Belli bir yaştan sonra, “bu çocuk niye böyle” veya “niye öyle değil de böyle” gibi yakınmalarda bulunmayın. Çocuğunuz ne kadar çevre koşullarından etkilenmiş olsa da, onu gerçek anlamda şekillendiren ailesidir.

Emre Türker

Picture: deviantart

9 yorum:

  1. ilgi göstermezsen benim gibi bişii oluyor işteee:))

    YanıtlaSil
  2. Çok guzel degerlendırmelerle dolu yazın..
    ne yazık kı gunumuzde coklukla dunyaya getırdıklerı varlıgın degerını bılmeyen anne baba modellerı ıle dolu cevremız

    YanıtlaSil
  3. korkutucu ama doğru bir tespit olmuş...

    YanıtlaSil
  4. yesari… :) Sen bir ömürsün yesari. Mizahi fikirlerine hayranım :)

    Öykü…. Bu örneklerden maalesef çok var. En azından bu bir günlük izlenimde neler gördüğümüzden anlaşılabiliyor. Daha bilinçli olmaya başlıyoruz, fakat yine de daha yenmesi gereken kırk fırın ekmek var.

    e hali… Tespitlerin doğru noktalara ulaşarak fark edilmesini umut ediyorum. Belki o zaman daha az korkutucu olur.

    YanıtlaSil
  5. e kitaplarıda ben önereyim bari:)

    mahallenin en mutlu yumarcağı kriz anlarında olaya nasıl müdahele edeceğini anlatan bir kitap harvey karp yazarı..

    ikinci kitap 1-2-3-4 gibi serileri olan bir
    Bir Yaşındaki Çocuğunuz Büyürken, Teri Crawford Jones
    sizi yıl yıl neler beklediğini anlatan bir kitap tuvalatten,temizliğe,aklınıza gelebilecek her soruya cevap bulabilirsiniz..önceden okuyup hazırlıklı olmada fayda var:)

    ve haluk yavuzerin kitapları çocuk,ergen üzerine çok faydalı yönlendirmeler yapıyor...

    aslınad kitaplara göre çocuk yetiştirmeye çalışma biraz zahmetli ve uygulanabilirliği zor..

    amaç sadece benim için başıma gelecek herhan gi bir kriz durumunda :)bu olaylar kriz olarak adlandırılıyor..
    hazırlıklı olup doğru müdahele edebilmek yada yol gösterebilmek...

    çocuk ailesinde ne göürürse onu uygular onun en iyi rehberi biziz aslında ..

    anne babaa baktıgınızda slında çocuguda tathlil edebiliyorsunuz..
    bu yüden çok dikkatli olmalıyız..

    mesela sııflardada böyledir her sınıfa girdiğinizde öğretmenin karakter analizini yapabilirsiniz sınıfa ve öğrencilerine bakarak:)

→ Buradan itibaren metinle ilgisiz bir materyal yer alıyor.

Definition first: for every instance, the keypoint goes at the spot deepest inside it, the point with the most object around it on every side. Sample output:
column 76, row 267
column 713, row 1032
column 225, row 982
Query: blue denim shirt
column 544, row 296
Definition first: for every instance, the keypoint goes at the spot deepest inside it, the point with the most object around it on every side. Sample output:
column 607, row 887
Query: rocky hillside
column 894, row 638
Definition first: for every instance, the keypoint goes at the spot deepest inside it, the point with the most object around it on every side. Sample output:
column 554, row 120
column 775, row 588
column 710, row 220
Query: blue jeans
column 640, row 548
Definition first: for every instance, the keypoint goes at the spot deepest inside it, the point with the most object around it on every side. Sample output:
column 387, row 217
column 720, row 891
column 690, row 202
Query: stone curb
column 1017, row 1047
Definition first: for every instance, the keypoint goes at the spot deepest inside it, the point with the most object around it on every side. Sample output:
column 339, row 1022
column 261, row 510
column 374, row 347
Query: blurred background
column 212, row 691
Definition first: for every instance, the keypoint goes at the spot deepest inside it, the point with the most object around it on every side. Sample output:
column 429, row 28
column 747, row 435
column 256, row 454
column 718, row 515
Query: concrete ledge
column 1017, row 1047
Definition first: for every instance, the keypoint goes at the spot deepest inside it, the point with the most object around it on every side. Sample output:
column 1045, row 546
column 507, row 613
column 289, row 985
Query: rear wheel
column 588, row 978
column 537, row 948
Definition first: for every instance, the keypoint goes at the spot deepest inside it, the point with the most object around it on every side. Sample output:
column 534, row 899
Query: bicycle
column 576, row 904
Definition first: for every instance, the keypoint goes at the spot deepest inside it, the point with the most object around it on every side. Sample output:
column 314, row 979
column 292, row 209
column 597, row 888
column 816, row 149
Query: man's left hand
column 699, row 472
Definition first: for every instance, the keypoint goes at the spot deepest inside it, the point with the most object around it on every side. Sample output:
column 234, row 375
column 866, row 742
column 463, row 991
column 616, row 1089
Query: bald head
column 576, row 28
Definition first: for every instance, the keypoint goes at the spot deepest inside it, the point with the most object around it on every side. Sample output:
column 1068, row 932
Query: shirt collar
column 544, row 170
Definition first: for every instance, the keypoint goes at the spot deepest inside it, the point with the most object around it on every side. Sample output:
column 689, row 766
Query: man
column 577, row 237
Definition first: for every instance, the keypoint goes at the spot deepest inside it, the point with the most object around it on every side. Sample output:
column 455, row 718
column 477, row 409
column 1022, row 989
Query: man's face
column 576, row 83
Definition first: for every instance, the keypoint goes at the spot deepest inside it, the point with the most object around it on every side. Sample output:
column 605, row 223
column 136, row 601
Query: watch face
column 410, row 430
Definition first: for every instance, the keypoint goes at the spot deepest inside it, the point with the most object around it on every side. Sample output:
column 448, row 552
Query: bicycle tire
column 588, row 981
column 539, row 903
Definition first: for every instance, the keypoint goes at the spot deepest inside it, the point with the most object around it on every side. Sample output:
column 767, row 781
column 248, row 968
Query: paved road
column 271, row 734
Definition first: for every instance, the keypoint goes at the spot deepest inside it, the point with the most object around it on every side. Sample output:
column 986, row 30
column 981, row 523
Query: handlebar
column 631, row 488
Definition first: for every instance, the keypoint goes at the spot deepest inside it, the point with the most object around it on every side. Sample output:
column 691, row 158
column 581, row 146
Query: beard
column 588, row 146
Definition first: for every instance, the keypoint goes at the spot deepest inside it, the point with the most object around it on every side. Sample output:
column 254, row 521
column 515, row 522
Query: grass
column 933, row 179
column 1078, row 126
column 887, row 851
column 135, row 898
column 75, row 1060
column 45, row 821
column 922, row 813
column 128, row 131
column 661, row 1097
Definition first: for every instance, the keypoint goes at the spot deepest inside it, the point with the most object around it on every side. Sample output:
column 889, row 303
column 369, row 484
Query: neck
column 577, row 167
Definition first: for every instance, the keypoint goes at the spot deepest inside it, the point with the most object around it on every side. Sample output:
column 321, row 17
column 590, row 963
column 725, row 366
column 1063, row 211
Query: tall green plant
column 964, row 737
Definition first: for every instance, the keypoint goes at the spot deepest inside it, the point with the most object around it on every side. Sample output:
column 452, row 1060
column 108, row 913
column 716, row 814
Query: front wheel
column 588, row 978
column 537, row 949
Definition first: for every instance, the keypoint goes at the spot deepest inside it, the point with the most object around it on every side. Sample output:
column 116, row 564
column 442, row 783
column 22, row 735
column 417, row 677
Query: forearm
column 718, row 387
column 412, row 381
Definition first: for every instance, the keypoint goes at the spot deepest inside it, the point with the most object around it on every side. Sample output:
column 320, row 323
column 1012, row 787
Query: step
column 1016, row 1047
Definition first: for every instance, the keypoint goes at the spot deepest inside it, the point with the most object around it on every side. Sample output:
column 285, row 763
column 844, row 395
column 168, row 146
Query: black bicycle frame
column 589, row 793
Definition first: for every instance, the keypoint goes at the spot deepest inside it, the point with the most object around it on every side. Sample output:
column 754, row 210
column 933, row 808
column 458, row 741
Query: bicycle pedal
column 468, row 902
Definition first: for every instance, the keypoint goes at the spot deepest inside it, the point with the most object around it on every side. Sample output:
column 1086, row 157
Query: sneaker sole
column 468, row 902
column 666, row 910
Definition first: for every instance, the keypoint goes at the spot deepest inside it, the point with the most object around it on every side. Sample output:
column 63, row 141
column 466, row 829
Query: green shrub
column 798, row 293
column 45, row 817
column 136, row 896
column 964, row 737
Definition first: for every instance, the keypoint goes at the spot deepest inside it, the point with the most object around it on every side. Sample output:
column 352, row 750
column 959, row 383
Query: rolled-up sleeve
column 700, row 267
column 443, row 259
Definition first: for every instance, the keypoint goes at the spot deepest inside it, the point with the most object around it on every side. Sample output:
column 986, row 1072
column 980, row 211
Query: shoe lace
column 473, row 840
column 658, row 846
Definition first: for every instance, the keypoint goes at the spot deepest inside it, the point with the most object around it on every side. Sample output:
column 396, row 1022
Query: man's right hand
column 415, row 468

    daha çok yaasım vardı kitaplar hakkında ama asya bekler..
    sevgiler

    YanıtlaSil
  6. en sevmediğim örnek sokak ortasında çocugunu dövenler ve ben sana evde gösteririm bababnı arıycam laflarıdır..

    YanıtlaSil
  7. asya selda… İşte size bilinçli yaklaşım :) Selda, asya çok şanslı. Umarım büyüdüğünde bunun farkına varır. Her ayrıntıyı özenle inceliyor, araştırıyor ve kendi düşüncelerinle yoğurup uygulamaya geçiyorsun. Süper.

    Dayak olayına gelince… Zaten belli bir yaşa kadar siz ona vursanız da, neden vurduğunuzu anlayamayacak. Yine de dayak, doğru nedenlere dayandırıp uygulamaya devam ediliyor. Elden bir şey gelmemesi çok acı.

    YanıtlaSil
  8. şu an ben asyya vurdugumda düşüneceği tek şey bu kadın beni öncden seviyordu şimdi çok seviyor olurmuşş..
    yani annem beni dövdü birdaha yapmamayım değil..
    ilerki yaşlardada eminim farklı düşünceler yoktur dayak saygıyı yada terbiyeyi getirmez..
    sadece korku verir ve korku içinde ses çıkarmayan bir çocugum olmasındansa özgüvenli sesli bir çocuk olmasını yeğlerim

    YanıtlaSil
  9. asyaselda… Sen çok yaşa. Bir çiçek bile sevgiyle büyür. Onu izlersin, müziğinle rahatlatır, sözlerinle renk katar ve ilginle yüceltirsin. Şiddetle korkuttuğunda içine sinen bir çocuğa, huzursuzluktan başka bir şey kazandıramazsın.